Appellant contends that prejudicial error adversely affecting a substantial right of the appellant was interjected by counsel for third party defendant La Boiteaux when such counsel read to the jury an excerpt from the testimony Alvin Erlich, an officer of Schutter, had given at the trial of the action brought by Schutter against Stein Bros. In this portion of his testimony Erlich had stated that the manufacture and sale of the "Little Old Nicks" miniature bars was discontinued by Schutter because "the volume of customer complaints received by us seemed to indicate that there was no future at all at that particular time in any sense at all trying to continue the sale of them to our customers. The customers just wouldn't buy, period." But, appellant is in no position to urge error in this connection. He made no objection. And, appellant's complaint that it was not permitted to likewise read excerpts from the testimony of a different witness at the same trial is unavailing. The appellees made proper objection thereto.

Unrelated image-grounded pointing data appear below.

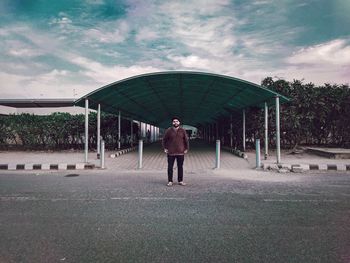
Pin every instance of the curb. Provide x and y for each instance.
(46, 166)
(121, 152)
(299, 168)
(236, 152)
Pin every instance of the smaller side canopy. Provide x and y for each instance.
(195, 97)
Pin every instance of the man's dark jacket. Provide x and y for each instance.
(175, 141)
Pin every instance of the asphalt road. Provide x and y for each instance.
(101, 216)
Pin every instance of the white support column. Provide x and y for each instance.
(98, 131)
(86, 129)
(210, 133)
(132, 133)
(278, 141)
(217, 130)
(243, 130)
(119, 129)
(266, 131)
(231, 132)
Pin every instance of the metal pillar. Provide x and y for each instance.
(132, 133)
(140, 154)
(102, 161)
(278, 146)
(86, 129)
(257, 150)
(98, 131)
(266, 131)
(243, 130)
(217, 155)
(231, 132)
(119, 129)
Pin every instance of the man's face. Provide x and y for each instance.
(176, 123)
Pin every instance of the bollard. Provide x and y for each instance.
(102, 160)
(140, 154)
(217, 159)
(257, 149)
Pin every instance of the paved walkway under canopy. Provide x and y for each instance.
(200, 157)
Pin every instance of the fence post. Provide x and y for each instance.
(102, 160)
(140, 154)
(257, 149)
(217, 156)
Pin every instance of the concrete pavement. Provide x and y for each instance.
(200, 157)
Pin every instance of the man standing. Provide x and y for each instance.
(175, 144)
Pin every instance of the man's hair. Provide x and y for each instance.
(174, 118)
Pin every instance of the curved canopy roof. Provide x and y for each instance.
(195, 97)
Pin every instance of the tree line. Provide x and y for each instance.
(316, 115)
(61, 131)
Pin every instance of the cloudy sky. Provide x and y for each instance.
(67, 48)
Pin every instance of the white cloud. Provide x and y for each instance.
(109, 33)
(336, 52)
(103, 75)
(25, 52)
(146, 34)
(191, 61)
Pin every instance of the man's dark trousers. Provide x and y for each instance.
(180, 170)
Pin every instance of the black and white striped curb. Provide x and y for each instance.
(46, 166)
(236, 152)
(114, 155)
(298, 168)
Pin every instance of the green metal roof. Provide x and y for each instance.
(195, 97)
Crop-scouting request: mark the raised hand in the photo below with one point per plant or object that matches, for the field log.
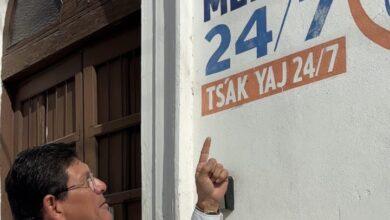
(211, 180)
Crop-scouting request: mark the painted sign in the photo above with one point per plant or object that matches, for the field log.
(298, 69)
(256, 37)
(295, 94)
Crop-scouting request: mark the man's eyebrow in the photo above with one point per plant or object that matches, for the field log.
(84, 176)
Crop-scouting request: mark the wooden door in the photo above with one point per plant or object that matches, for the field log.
(112, 118)
(92, 100)
(48, 107)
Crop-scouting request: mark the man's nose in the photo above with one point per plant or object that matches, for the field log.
(101, 187)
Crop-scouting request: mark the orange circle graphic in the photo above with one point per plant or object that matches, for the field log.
(368, 27)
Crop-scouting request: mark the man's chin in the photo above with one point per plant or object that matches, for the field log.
(104, 211)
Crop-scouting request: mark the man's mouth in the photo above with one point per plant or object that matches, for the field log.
(104, 205)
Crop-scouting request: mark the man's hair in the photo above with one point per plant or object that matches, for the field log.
(35, 173)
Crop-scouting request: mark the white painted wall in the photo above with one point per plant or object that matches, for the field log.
(319, 151)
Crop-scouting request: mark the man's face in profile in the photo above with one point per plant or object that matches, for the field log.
(84, 201)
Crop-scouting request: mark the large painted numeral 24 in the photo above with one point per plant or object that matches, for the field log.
(260, 41)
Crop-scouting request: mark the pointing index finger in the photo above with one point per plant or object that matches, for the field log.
(204, 155)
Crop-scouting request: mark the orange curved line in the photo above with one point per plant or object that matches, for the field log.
(368, 27)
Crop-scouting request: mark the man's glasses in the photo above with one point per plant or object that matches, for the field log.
(90, 182)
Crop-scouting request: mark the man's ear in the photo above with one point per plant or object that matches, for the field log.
(52, 208)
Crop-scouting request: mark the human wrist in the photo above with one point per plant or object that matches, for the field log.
(208, 206)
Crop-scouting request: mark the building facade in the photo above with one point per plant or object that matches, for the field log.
(294, 95)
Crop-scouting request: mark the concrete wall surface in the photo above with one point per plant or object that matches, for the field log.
(295, 95)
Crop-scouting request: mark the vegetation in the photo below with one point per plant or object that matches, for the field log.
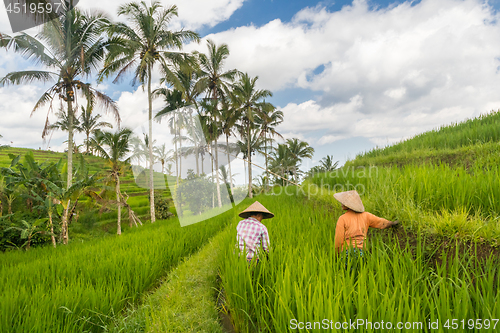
(69, 48)
(305, 281)
(44, 291)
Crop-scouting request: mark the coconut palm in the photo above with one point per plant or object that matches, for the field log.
(174, 102)
(249, 101)
(89, 124)
(115, 146)
(229, 117)
(255, 144)
(69, 49)
(163, 156)
(299, 150)
(215, 82)
(212, 130)
(268, 118)
(62, 122)
(283, 163)
(142, 44)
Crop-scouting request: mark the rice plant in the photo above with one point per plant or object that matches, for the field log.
(303, 282)
(79, 288)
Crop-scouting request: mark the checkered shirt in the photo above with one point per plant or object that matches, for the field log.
(254, 234)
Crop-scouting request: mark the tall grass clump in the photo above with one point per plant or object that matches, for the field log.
(304, 280)
(439, 198)
(78, 288)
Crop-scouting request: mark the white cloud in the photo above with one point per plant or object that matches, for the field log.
(384, 74)
(193, 14)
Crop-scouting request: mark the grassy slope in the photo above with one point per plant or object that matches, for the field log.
(456, 144)
(91, 223)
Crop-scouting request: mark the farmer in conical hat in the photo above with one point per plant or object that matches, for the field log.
(251, 233)
(353, 225)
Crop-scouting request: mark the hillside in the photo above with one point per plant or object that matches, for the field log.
(458, 144)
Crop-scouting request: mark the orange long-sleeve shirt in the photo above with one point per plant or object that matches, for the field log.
(352, 228)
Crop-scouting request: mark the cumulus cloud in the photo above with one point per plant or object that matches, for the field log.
(385, 74)
(193, 14)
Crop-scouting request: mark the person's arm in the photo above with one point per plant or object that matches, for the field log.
(380, 223)
(339, 234)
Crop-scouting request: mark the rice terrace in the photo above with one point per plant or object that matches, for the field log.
(157, 188)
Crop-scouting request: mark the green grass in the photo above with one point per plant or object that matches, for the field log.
(185, 301)
(304, 279)
(455, 202)
(96, 225)
(480, 130)
(78, 288)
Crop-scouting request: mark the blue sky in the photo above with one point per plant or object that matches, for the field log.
(348, 75)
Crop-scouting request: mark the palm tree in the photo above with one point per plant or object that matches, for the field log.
(62, 122)
(214, 81)
(212, 78)
(299, 150)
(212, 130)
(268, 118)
(255, 144)
(114, 148)
(163, 156)
(89, 124)
(229, 118)
(69, 48)
(146, 42)
(283, 162)
(248, 99)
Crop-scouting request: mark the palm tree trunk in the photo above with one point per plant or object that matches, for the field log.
(176, 154)
(229, 166)
(51, 225)
(217, 173)
(88, 143)
(150, 144)
(212, 163)
(249, 152)
(179, 196)
(70, 144)
(65, 234)
(117, 189)
(265, 152)
(197, 160)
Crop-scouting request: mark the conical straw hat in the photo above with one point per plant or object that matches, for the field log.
(256, 207)
(350, 199)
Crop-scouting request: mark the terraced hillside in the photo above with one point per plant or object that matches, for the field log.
(91, 222)
(466, 143)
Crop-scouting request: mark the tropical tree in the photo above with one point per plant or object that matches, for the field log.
(63, 120)
(88, 124)
(253, 143)
(174, 102)
(228, 119)
(215, 82)
(283, 163)
(212, 77)
(114, 148)
(268, 118)
(69, 49)
(212, 130)
(142, 44)
(249, 101)
(299, 150)
(163, 156)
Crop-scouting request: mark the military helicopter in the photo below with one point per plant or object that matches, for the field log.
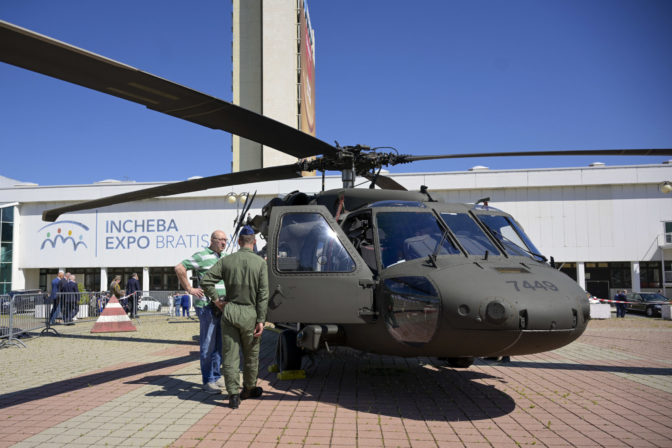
(382, 270)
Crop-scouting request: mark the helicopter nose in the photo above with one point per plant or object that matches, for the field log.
(542, 307)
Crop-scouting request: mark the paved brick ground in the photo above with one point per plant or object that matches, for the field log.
(611, 388)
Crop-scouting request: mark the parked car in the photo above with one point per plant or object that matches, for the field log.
(148, 303)
(649, 303)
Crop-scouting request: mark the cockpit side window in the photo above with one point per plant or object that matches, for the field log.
(407, 235)
(359, 229)
(306, 243)
(470, 236)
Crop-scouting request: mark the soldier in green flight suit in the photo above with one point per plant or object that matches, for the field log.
(243, 314)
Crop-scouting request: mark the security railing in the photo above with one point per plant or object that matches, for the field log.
(24, 313)
(19, 316)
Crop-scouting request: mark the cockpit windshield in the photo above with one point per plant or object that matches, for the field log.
(470, 236)
(408, 235)
(511, 236)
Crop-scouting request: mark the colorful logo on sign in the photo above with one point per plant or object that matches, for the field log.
(65, 233)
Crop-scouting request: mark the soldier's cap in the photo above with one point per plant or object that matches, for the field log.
(247, 230)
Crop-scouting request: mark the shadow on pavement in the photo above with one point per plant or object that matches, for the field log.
(129, 338)
(94, 379)
(635, 370)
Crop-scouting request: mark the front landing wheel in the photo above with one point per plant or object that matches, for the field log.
(288, 354)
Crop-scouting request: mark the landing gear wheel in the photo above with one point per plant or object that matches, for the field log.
(288, 355)
(460, 363)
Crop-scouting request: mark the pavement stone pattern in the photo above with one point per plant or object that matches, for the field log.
(610, 388)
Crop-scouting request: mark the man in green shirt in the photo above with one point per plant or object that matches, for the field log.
(243, 314)
(210, 336)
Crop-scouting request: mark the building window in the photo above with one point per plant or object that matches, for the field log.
(649, 274)
(6, 248)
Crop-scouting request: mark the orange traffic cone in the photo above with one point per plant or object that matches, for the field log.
(113, 319)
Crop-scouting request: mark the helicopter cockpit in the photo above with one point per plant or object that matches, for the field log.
(409, 230)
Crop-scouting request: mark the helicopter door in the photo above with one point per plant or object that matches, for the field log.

Appellant's remaining contention is that the court erred in sustaining appellees' objection to Mr. Moe Stein, president of appellant, answering a question put to him by appellant on redirect examination. On cross-examination the witness had admitted that Stein Bros. did not contest the issue of its liability with Schutter -- a fact apparent from the answer Stein Bros. had filed to Schutter's complaint. On redirect examination appellant's counsel asked the witness: "why did you admit liability?". The court sustained appellees' objection but ruled that the witness might testify to the content of any conversation he may have had with appellees in which he stated the reason. The witness did proceed to testify to conversations with the appellees which had taken place prior to the filing of appellant's answer containing the admission, and in which, the witness testified, appellees "kept promising us and telling us that they would, that they would take care of it". Under the circumstances presented we are of the view that the ruling made was one within the court's discretion. Hays v. Place, 350 Ill.App. 504, 511, 113 N.E.2d 178. In any event we perceive no basis here upon which it could be regarded as constituting error requiring a reversal for a new trial.
The judgment order of the District Court is affirmed.